On Tuesday, the two countries held the first meeting of the Japanese shipyard repair working group, which will help U.S. shipbuilders focus on new ships while allowing ships to be repaired in Japan for greater efficiency and deterrence.

Fukasawa, in his opening remark at the meeting, said he hoped regional repair of U.S. Naval ships will help strengthen the Japanese defense industry, whose customers are largely limited to Japan's Defense Ministry and Self-Defense Force. Recent changes to defense policies are seen to be creating new business opportunities, however.

The industrial cooperation talks come at a time of growing tension in the face of an increasingly assertive China in the Indo-Pacific.

“The goal here is not more meetings. The goal is production,” Emanuel said on Monday, adding: “Those who want to do harm to the United States are not going to wait for our industrial capacity to build itself up."

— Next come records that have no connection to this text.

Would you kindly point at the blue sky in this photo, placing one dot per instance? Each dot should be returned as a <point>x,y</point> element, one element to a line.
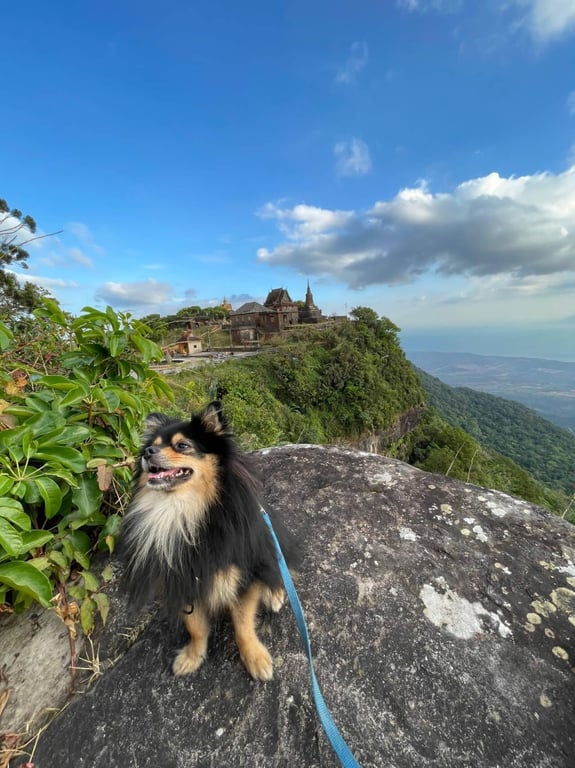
<point>415,156</point>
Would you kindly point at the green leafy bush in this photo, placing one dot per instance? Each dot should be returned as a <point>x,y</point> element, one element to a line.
<point>70,417</point>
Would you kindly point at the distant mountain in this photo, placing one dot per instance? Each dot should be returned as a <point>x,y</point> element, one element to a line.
<point>544,449</point>
<point>546,386</point>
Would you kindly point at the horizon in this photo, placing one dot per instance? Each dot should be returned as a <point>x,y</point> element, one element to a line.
<point>416,157</point>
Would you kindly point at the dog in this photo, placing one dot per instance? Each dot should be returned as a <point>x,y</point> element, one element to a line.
<point>194,528</point>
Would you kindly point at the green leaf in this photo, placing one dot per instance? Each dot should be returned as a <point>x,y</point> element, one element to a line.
<point>87,611</point>
<point>51,494</point>
<point>82,559</point>
<point>108,398</point>
<point>67,457</point>
<point>87,497</point>
<point>6,337</point>
<point>118,343</point>
<point>24,578</point>
<point>56,382</point>
<point>59,559</point>
<point>112,528</point>
<point>34,539</point>
<point>148,349</point>
<point>79,541</point>
<point>10,538</point>
<point>75,395</point>
<point>11,510</point>
<point>77,591</point>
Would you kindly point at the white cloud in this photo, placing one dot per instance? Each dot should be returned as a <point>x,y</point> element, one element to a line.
<point>50,283</point>
<point>517,226</point>
<point>352,158</point>
<point>544,20</point>
<point>549,19</point>
<point>147,293</point>
<point>355,62</point>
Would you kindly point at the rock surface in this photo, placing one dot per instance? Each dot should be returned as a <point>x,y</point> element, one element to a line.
<point>442,619</point>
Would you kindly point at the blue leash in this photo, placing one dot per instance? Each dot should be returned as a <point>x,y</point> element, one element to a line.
<point>340,748</point>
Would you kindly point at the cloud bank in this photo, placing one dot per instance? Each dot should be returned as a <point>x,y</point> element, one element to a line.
<point>517,226</point>
<point>144,293</point>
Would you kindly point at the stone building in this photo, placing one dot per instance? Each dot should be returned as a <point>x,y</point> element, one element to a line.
<point>309,313</point>
<point>253,322</point>
<point>186,344</point>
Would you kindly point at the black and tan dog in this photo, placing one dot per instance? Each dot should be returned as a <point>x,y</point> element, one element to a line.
<point>194,528</point>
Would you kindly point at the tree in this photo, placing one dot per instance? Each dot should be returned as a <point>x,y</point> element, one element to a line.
<point>16,231</point>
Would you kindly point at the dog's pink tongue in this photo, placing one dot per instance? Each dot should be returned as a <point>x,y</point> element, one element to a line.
<point>163,473</point>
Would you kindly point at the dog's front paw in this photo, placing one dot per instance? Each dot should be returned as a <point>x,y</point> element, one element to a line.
<point>259,663</point>
<point>187,661</point>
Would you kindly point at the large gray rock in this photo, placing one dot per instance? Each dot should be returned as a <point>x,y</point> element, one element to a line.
<point>442,618</point>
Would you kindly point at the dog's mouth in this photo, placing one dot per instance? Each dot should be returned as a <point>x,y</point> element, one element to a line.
<point>162,478</point>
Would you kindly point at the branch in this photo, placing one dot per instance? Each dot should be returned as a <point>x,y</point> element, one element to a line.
<point>39,237</point>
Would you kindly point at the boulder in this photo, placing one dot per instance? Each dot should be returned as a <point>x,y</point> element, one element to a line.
<point>442,620</point>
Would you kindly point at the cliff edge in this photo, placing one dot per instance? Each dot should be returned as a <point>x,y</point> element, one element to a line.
<point>442,619</point>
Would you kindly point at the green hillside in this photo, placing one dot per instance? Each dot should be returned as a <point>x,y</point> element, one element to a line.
<point>542,448</point>
<point>341,385</point>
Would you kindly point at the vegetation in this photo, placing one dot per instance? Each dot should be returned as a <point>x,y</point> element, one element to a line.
<point>16,231</point>
<point>326,385</point>
<point>70,414</point>
<point>542,448</point>
<point>73,392</point>
<point>437,446</point>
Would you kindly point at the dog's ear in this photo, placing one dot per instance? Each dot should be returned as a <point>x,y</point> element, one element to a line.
<point>152,422</point>
<point>213,418</point>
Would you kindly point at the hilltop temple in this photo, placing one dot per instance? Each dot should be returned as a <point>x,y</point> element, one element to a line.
<point>253,321</point>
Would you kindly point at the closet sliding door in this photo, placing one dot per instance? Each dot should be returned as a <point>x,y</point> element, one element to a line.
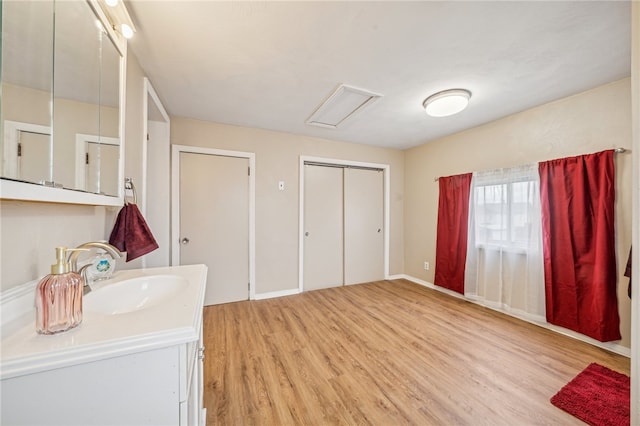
<point>323,237</point>
<point>343,219</point>
<point>363,223</point>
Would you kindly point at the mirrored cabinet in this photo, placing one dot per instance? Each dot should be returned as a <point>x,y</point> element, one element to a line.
<point>61,116</point>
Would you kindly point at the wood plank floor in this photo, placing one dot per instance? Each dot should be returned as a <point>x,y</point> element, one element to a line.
<point>385,353</point>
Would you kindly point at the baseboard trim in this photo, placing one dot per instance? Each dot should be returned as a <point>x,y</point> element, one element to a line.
<point>609,346</point>
<point>273,294</point>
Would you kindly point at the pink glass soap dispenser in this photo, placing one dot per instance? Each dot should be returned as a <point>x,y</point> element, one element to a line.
<point>59,297</point>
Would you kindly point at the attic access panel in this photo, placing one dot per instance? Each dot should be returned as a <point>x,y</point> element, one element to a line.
<point>342,104</point>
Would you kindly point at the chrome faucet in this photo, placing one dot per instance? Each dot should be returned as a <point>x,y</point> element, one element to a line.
<point>73,259</point>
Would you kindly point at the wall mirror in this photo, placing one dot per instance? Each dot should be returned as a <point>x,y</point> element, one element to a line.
<point>61,116</point>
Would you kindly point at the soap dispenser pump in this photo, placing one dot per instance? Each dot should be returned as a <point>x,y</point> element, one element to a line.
<point>59,297</point>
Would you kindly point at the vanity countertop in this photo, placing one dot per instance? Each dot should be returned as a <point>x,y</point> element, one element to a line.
<point>100,335</point>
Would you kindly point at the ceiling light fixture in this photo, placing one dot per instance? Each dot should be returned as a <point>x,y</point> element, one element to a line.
<point>447,102</point>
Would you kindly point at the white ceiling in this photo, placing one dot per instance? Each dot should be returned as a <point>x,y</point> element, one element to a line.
<point>270,64</point>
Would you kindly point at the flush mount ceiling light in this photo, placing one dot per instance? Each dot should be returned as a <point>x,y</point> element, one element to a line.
<point>447,102</point>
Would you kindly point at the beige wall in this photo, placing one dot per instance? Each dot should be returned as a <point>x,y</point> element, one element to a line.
<point>29,231</point>
<point>277,158</point>
<point>592,121</point>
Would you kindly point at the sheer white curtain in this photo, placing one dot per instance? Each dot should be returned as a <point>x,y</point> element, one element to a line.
<point>504,268</point>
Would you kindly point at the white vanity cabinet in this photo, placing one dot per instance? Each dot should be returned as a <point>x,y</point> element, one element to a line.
<point>139,368</point>
<point>157,387</point>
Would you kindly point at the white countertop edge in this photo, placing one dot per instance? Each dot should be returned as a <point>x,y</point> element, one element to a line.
<point>22,296</point>
<point>96,352</point>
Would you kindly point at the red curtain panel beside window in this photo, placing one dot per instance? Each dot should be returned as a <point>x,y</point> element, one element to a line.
<point>451,239</point>
<point>577,197</point>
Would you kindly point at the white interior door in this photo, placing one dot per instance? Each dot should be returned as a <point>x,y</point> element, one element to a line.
<point>323,222</point>
<point>363,225</point>
<point>34,153</point>
<point>101,167</point>
<point>214,222</point>
<point>155,200</point>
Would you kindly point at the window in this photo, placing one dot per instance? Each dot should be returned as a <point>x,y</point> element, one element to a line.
<point>504,212</point>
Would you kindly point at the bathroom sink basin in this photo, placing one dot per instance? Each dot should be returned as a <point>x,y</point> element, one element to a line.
<point>134,294</point>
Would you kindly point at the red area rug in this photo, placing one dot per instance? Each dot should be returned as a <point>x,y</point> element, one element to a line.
<point>598,396</point>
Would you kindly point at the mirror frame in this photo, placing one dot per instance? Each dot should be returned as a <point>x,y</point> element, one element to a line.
<point>25,191</point>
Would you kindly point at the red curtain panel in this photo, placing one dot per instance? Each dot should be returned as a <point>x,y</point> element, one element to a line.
<point>451,239</point>
<point>577,197</point>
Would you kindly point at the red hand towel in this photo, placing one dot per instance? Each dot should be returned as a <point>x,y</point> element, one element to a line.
<point>132,234</point>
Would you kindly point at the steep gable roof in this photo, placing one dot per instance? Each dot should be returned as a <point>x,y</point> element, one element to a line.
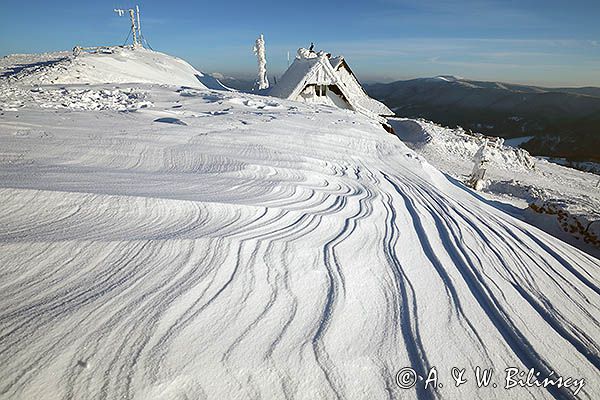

The ambassador said China’s shipbuilding capacity will surpass the U.S. and that repairs in Japan of U.S. Navy ships and Air Force aircraft deployed in the region can free up U.S. industrial capacity to focus on building new ships.

Japan has been accelerating its military buildup and significantly increased joint operations with the United States, while trying to strengthen its mostly domestic defense industry.

Japan is the only foreign home port for a U.S. aircraft carrier deployed in the region.

Japan in December eased its arms export restrictions to accommodate a U.S. request for shipment of surface-to-air PAC-3 missile interceptors produced in Japan under an American license to complement U.S. inventory that has decreased due to its support for Ukraine.